Engineering Contradictions & Design Principles
Engineering Contradiction Analysis
1Measurement precision
If traditional search processes are used without topic classifications, then the search system is simple and fast, but the search results lack relevance to user interests
Solution Approach 1:
The system performs preliminary topic classification on data portions before search queries are submitted. Topic classifications are established in advance based on analyzed data and audio recordings, so when a search occurs, the system can quickly match queries against pre-classified topics rather than analyzing all data from scratch, improving both relevance and efficiency
Solution Approach 2:
Topic classifications serve as an intermediary layer between raw data and search queries. Instead of directly searching through all data portions, the system uses topic classifications as a mediator to filter and organize data by relevance, making the search process more efficient while improving result quality
2Measurement precision
If topic classifications are implemented to improve search relevance, then search results become more accurate, but the system requires more processing resources and time
Solution Approach 1:
Topic classifications are computed and stored in advance before search operations. The system analyzes data portions and audio recordings beforehand to establish topic classifications, so during search operations, the system only needs to query against these pre-computed classifications rather than performing full analysis, significantly reducing search time
Solution Approach 2:
The system applies different processing levels to different data portions based on their importance and characteristics.

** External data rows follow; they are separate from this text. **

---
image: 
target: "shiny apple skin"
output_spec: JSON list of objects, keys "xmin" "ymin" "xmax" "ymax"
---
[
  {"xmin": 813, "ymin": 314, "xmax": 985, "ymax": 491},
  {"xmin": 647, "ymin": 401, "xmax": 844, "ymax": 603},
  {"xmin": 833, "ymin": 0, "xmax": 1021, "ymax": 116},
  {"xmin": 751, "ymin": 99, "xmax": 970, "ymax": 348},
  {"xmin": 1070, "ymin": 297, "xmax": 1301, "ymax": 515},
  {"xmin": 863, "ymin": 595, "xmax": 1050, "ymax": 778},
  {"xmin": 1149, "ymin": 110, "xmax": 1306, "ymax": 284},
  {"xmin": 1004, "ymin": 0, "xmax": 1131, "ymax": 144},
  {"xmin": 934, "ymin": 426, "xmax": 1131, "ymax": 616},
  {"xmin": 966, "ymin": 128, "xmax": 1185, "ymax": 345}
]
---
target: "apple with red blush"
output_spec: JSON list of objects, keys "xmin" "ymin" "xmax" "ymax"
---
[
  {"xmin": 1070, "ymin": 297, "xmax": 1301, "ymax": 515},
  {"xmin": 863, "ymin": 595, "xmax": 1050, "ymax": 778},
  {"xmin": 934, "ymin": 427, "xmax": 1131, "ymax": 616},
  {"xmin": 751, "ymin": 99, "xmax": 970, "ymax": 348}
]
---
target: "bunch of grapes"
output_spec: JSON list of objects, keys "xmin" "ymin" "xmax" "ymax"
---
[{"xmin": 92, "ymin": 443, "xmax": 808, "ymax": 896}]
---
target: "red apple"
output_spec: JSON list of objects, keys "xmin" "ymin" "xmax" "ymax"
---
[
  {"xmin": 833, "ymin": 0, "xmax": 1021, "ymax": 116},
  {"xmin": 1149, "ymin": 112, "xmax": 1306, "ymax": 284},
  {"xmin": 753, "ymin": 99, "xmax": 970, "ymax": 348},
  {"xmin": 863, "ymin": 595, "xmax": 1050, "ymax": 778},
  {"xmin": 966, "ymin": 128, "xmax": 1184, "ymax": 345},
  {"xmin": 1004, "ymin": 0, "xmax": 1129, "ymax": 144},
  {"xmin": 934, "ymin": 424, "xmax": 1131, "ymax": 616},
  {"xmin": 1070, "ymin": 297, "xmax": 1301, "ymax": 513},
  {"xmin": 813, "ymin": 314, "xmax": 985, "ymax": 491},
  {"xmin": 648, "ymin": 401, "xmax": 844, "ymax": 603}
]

Not all data portions require the same level of analysis - the system selectively applies topic classification to data portions where it will provide the most value, optimizing the balance between accuracy and processing time
3Adaptability or versatility
If comprehensive data analysis is performed to establish topic classifications, then the system captures more user interests, but the cognitive burden on the system increases
Solution Approach 1:
The system divides the data into distinct portions and analyzes them separately to identify different topics. By segmenting the data analysis process, the system can handle complex diverse data more manageably while still capturing a comprehensive range of user interests across different data segments
Solution Approach 2:
The topic classification system serves multiple functions simultaneously: it organizes data for search, captures user interests, and provides a framework for analyzing diverse data types. This multi-functionality reduces overall system complexity by using a single unified approach for multiple purposes
Data Source
AI summary
Methods and systems for managing data stored in a data management system by processing search queries are disclosed. To manage data, data management system may classify the data based on relevancy of the data for one or more purposes with respect to an individual. To identify relevant data, data management system may analyze data, including audio recordings of interactions between the individual for which the data is regarding and other individuals that provide services to the individual and identify topics of the data. Based on the analysis of the data and identified topics, data management system may establish a ranking order of the topics that are more relevant to the individual.